The Avalanche (AVAX/USD) was trading 6% lower on Thursday after the broader market saw a large sell-off. Avax was on many investors' watch list after the recent rally, which saw the price rise from $50 to $145. dealing.
Avax has corrected by more than 40% from the highs it hit in November, and this could be a great opportunity for investors, but it is crucial for investors to be patient and not jump in too soon. Avax has been moving sideways in a narrow range, which suggests a big shift in the coming days. If the patch runs out, Avax could hit a new all-time high, but is this the right time to get into Avax?
Here's what the graphics are pointing to:
Avax had a big high of over 150% which helped it to reach a new record high of $147, however it has now been corrected to $57 which is the 0.618 Fibonacci level. So this could be the Potential Reversal Zone for Avax.

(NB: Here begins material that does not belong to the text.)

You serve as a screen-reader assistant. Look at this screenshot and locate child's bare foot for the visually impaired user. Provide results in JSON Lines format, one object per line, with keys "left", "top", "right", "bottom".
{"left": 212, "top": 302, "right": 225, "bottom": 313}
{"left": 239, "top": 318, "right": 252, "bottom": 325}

Avax has been consolidating in a very narrow range this week, which could be a sign that big movement can be seen soon. However, this does not mean that investors should take long positions now, as the price can move sharply in any direction and therefore the price can also fall. Hence, traders should wait for a clear break above the zone before making any long entries.
Traders should also expect Avx to break the 50-day moving average, which would confirm an upward bias.
Long entries should be avoided below the $84 zone as it is a crucial support zone.
A target of $110 could be set, followed by $130 and a new all-time high could also be seen in the coming months.